The attacks targeting Iran and escalating tensions in the Middle East are directly impacting global maritime transport, particularly in the Strait of Hormuz, which handles about 20% of the world’s oil and LNG shipments.

Key impacts on maritime transport:

• Increased maritime security risks: Many international shipping lines have raised security alert levels, adjusted routes, or delayed vessels transiting the Persian Gulf. War-risk insurance premiums have surged, especially for oil tankers and container ships operating to and from the Middle East.

• Rising freight rates: Freight rates on Asia–Middle East and Asia–Europe routes are trending upward due to:

  • Higher insurance costs

  • Longer transit times (if rerouting is required). The standard Asia–Europe route via the Suez Canal may shift to a diversion route via the Cape of Good Hope, significantly extending sailing time.

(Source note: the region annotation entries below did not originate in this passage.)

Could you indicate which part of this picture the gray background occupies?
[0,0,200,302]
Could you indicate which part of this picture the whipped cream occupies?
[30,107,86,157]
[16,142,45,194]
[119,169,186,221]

  • Localized container shortages

• Risk of energy supply chain disruption: If oil flows through Hormuz are severely disrupted, bunker fuel costs will rise, pushing up global logistics expenses.

According to the Vietnam Logistics Business Association, domestic logistics firms are facing mounting international freight cost pressures, particularly for exports to the EU.

The Ministry of Industry and Trade of Vietnam has advised businesses to:

  • Closely monitor route risks

  • Renegotiate insurance terms

  • Prepare alternative shipping plans

So far, no direct damage to Vietnamese vessels has been reported. However, indirect impacts are evident through rising freight and insurance costs, shipping delays, and increased export pricing pressure. Prolonged conflict could shift impacts from cost escalation to actual supply chain disruptions.